Bullshit is speech that aims to persuade without caring whether it is true. It may be false, true, or unfalsifiable. The key feature is indifference to accuracy. Spotting it is a skill, and there are times when even careful thinkers cannot be sure. Here is a practical way to navigate both situations.
Fast triage in seven questions
- What exactly is the claim in one sentence with a measurable outcome
- By when does it happen or apply
- What would count as disproof
- What is the base rate for similar claims in the real world
- What evidence is offered and can I check at least one source
- How does it work in plain language
- Who benefits if I believe this
If you cannot answer at least four of these, treat the claim as unverified and keep your decisions conservative.
Common red flags
- Vague verbs and big adjectives with no numbers
- No time frame or threshold for success
- Unfalsifiable promises that “cannot be disproven”
- Cherry picked anecdotes without a denominator
- Moving goalposts when evidence arrives
- Gish gallop with many shallow points that are hard to check quickly
- Jargon that does not translate to a working example
- Appeals to secret sources or unnamed experts
- All upside with no cost, risk, or tradeoff
- Personal attacks in place of data
Reliable green flags
- A clear claim that could be wrong
- Numbers with units, error bars, or ranges
- Time bounded predictions you can later score
- Methods and data you can inspect
- Replication by independent parties
- Known limits, caveats, and failure modes
- Conflicts of interest disclosed
- A precommitment to update or retract if new evidence arrives
Why you sometimes cannot tell
- Domain complexity that exceeds your current knowledge
- Information asymmetry where the other side knows facts you cannot access
- Noisy or delayed feedback that hides outcomes for months or years
- Adversarial optimization where someone is trying to game your checks
- Strong social incentives that punish dissent
- Cognitive load, fatigue, or emotional arousal that narrows attention
- Novel events with no base rate to anchor judgment
- Sparse or low quality data that makes inference unstable
In these cases, the goal is not certainty.
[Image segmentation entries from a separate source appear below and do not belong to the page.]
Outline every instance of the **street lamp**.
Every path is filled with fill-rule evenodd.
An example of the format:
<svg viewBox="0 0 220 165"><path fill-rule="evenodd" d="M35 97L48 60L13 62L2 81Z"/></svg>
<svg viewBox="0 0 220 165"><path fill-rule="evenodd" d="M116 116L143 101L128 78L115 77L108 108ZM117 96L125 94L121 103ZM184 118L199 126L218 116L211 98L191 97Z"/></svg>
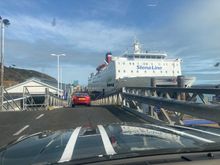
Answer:
<svg viewBox="0 0 220 165"><path fill-rule="evenodd" d="M3 19L0 16L0 26L1 26L1 80L0 80L0 86L1 86L1 109L3 110L3 97L4 97L4 92L3 92L3 86L4 86L4 34L5 34L5 26L9 26L10 22L8 19Z"/></svg>
<svg viewBox="0 0 220 165"><path fill-rule="evenodd" d="M60 89L60 56L66 56L65 54L51 54L51 56L57 57L57 96L59 97Z"/></svg>

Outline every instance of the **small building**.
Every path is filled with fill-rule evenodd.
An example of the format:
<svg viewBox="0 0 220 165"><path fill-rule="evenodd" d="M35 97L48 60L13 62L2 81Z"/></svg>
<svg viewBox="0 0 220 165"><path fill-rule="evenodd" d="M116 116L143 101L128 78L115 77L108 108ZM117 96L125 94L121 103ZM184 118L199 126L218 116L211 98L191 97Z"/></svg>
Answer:
<svg viewBox="0 0 220 165"><path fill-rule="evenodd" d="M40 79L40 78L30 78L26 81L16 84L14 86L11 86L7 88L7 92L10 94L24 94L29 93L32 95L37 94L45 94L45 90L48 88L49 92L53 94L57 94L57 82L56 81L49 81L46 79ZM59 94L63 94L63 90L59 90Z"/></svg>

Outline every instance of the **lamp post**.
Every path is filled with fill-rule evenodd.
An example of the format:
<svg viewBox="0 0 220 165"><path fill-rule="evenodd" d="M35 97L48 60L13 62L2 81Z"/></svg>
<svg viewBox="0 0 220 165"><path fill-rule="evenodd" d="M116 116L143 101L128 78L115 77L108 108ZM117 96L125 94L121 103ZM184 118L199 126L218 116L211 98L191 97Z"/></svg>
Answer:
<svg viewBox="0 0 220 165"><path fill-rule="evenodd" d="M3 92L3 86L4 86L4 37L5 37L5 26L9 26L10 22L8 19L3 19L0 16L0 26L1 26L1 80L0 80L0 87L1 87L1 99L0 99L0 110L3 110L3 97L4 97L4 92Z"/></svg>
<svg viewBox="0 0 220 165"><path fill-rule="evenodd" d="M66 56L65 54L51 54L51 56L57 57L57 96L59 97L60 89L60 56Z"/></svg>

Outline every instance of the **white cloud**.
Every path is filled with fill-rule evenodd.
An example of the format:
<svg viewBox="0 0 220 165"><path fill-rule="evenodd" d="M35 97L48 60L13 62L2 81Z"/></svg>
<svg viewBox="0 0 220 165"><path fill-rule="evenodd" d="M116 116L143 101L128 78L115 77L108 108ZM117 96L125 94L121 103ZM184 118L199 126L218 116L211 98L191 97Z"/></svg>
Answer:
<svg viewBox="0 0 220 165"><path fill-rule="evenodd" d="M67 43L76 49L106 51L120 49L121 45L133 38L137 29L110 27L98 21L68 22L57 18L56 26L52 26L52 18L33 18L26 15L10 17L11 38L35 42L48 40L54 43Z"/></svg>

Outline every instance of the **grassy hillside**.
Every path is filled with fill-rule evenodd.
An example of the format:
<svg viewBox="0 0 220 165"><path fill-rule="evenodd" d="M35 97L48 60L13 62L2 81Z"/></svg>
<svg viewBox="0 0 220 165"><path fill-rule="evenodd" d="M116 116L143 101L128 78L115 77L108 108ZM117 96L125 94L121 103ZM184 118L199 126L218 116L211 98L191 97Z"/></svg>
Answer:
<svg viewBox="0 0 220 165"><path fill-rule="evenodd" d="M4 86L6 88L23 82L31 77L44 78L47 80L56 81L53 77L34 70L4 67Z"/></svg>

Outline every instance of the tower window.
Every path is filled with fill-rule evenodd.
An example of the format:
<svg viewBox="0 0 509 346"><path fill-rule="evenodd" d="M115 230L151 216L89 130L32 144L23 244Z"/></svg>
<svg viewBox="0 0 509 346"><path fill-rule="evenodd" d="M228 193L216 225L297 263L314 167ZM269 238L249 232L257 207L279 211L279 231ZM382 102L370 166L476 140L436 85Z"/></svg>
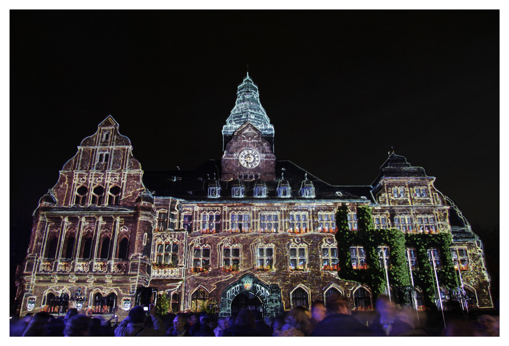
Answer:
<svg viewBox="0 0 509 346"><path fill-rule="evenodd" d="M87 193L89 190L83 185L81 185L76 190L74 198L74 204L78 205L85 205L87 203Z"/></svg>

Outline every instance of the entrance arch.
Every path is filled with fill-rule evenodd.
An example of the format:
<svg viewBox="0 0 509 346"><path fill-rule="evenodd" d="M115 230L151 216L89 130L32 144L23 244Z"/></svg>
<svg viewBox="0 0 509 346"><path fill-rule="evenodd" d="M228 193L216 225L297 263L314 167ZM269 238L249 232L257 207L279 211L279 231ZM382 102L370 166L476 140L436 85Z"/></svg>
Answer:
<svg viewBox="0 0 509 346"><path fill-rule="evenodd" d="M245 274L221 292L219 316L231 316L243 304L261 312L264 317L280 315L283 312L281 289L277 285L267 285L251 274Z"/></svg>

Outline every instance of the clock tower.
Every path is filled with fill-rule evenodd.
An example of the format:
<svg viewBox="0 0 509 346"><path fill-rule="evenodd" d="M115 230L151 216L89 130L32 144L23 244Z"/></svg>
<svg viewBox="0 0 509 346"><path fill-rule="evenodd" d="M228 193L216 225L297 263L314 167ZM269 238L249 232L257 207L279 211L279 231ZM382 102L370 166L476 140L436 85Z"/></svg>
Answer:
<svg viewBox="0 0 509 346"><path fill-rule="evenodd" d="M238 87L235 107L226 122L221 179L275 180L274 126L248 74Z"/></svg>

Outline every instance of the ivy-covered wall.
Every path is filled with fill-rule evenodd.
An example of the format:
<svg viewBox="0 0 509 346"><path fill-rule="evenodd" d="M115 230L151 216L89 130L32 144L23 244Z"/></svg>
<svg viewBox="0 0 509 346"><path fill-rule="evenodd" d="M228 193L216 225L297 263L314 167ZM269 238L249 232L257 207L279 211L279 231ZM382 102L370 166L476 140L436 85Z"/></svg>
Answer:
<svg viewBox="0 0 509 346"><path fill-rule="evenodd" d="M411 304L413 287L411 285L410 270L407 261L406 249L416 250L418 268L412 271L414 284L420 287L423 299L428 308L436 309L436 289L432 264L428 250L435 248L440 254L441 269L437 271L440 285L448 288L457 287L454 267L449 247L452 238L449 233L407 233L398 229L376 229L373 224L371 208L357 207L358 229L351 231L348 227L348 209L345 204L336 214L337 231L335 234L338 246L340 277L368 285L373 298L376 299L384 293L386 287L385 273L379 259L380 246L389 247L389 265L387 268L389 282L400 304ZM350 248L362 246L365 254L365 269L354 269L350 258Z"/></svg>

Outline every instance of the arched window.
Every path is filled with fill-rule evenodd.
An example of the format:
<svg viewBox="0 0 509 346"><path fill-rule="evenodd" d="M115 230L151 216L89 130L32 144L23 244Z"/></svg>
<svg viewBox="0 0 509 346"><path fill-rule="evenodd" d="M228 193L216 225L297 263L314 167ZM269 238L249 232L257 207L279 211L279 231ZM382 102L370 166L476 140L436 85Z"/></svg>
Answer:
<svg viewBox="0 0 509 346"><path fill-rule="evenodd" d="M357 288L353 294L353 302L357 310L371 310L373 307L371 295L363 287Z"/></svg>
<svg viewBox="0 0 509 346"><path fill-rule="evenodd" d="M327 300L329 297L332 295L338 295L340 296L343 296L341 292L337 288L333 287L331 287L325 291L325 303L327 303Z"/></svg>
<svg viewBox="0 0 509 346"><path fill-rule="evenodd" d="M102 311L102 308L104 306L104 300L102 298L102 295L100 293L96 293L94 295L94 312L96 313L100 313Z"/></svg>
<svg viewBox="0 0 509 346"><path fill-rule="evenodd" d="M58 238L53 237L49 241L48 245L46 247L46 258L54 258L56 255L56 246L58 244Z"/></svg>
<svg viewBox="0 0 509 346"><path fill-rule="evenodd" d="M74 237L69 237L67 239L67 246L65 251L65 258L72 258L74 252Z"/></svg>
<svg viewBox="0 0 509 346"><path fill-rule="evenodd" d="M92 190L92 204L101 205L104 197L104 188L100 185L94 188Z"/></svg>
<svg viewBox="0 0 509 346"><path fill-rule="evenodd" d="M110 293L106 297L106 304L108 307L108 313L113 313L117 306L117 295Z"/></svg>
<svg viewBox="0 0 509 346"><path fill-rule="evenodd" d="M92 250L92 237L87 238L83 244L83 252L81 254L81 258L88 259L91 257Z"/></svg>
<svg viewBox="0 0 509 346"><path fill-rule="evenodd" d="M191 311L194 312L199 311L205 307L209 295L201 288L197 290L191 296Z"/></svg>
<svg viewBox="0 0 509 346"><path fill-rule="evenodd" d="M300 287L292 292L292 307L298 306L309 307L309 303L307 292Z"/></svg>
<svg viewBox="0 0 509 346"><path fill-rule="evenodd" d="M76 190L74 197L74 204L78 205L84 205L87 203L87 193L89 190L87 187L81 185Z"/></svg>
<svg viewBox="0 0 509 346"><path fill-rule="evenodd" d="M127 259L127 253L129 250L129 241L127 240L127 238L124 237L120 241L120 244L119 244L119 256L118 258L120 259Z"/></svg>
<svg viewBox="0 0 509 346"><path fill-rule="evenodd" d="M120 187L114 185L109 188L108 193L108 205L118 205L120 204Z"/></svg>
<svg viewBox="0 0 509 346"><path fill-rule="evenodd" d="M179 294L174 292L172 295L172 312L177 313L179 312Z"/></svg>
<svg viewBox="0 0 509 346"><path fill-rule="evenodd" d="M99 256L102 259L106 259L109 257L109 238L106 237L102 241L102 244L101 245L101 254Z"/></svg>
The goal is damage control and learning while you wait for better signals.
What to do when unsure
- Price the uncertainty. Decide what level of risk is acceptable and size your bet accordingly.
- Prefer reversible moves over irreversible ones. Try before you commit.
- Run a cheap test. Create a small experiment that would generate one strong signal.
- Ask for skin in the game. Tie claims to consequences for the claimant.
- Set tripwires. Define a clear stop rule that triggers if certain facts appear.
- Time box your research. Stop after a fixed interval and decide based on what you have.
- Document your reasons. Future you can audit where you were right or wrong.
Two minute protocol
- Rewrite the claim as a forecast with a date, a number, and a pass or fail condition.
- List one piece of disconfirming evidence that would change your mind.
- Search for that evidence first.
- If still uncertain, make the smallest useful move and schedule a review date.
Worked example
Claim. “Supplement X boosts energy by 30 percent.”
- Measurable. What metric defines energy, for example daily step count or time to complete a standard task
- Time bound. For the next 14 days
- Disproof. Average change less than 10 percent compared with last month under similar sleep and work conditions
- Base rate. Most over the counter supplements show small or no effects in controlled tests
- Evidence. Check for randomized trials, sample sizes, and funding sources
- Mechanism. How does it affect physiology, in terms you can explain to a teenager
- Incentives. Who sells it, who measured it, and who stands to gain
Decision. Run a two week N of 1 trial with a prewritten stop rule and record keeping. Spend only what you are willing to lose.
Rules of thumb
- Extraordinary claims require extraordinary evidence
- Boring explanations beat exciting ones most of the time
- Never accept a claim that offers zero risk and infinite reward
- If nothing could change their mind, talk about decisions not about truth
- Always know what would change your mind
Bottom line
Define the claim, set a time frame, and ask how it could be wrong. When you cannot tell, downshift into small tests, reversible moves, and clear stop rules. Certainty is rare. Good decisions come from disciplined doubt paired with measured action.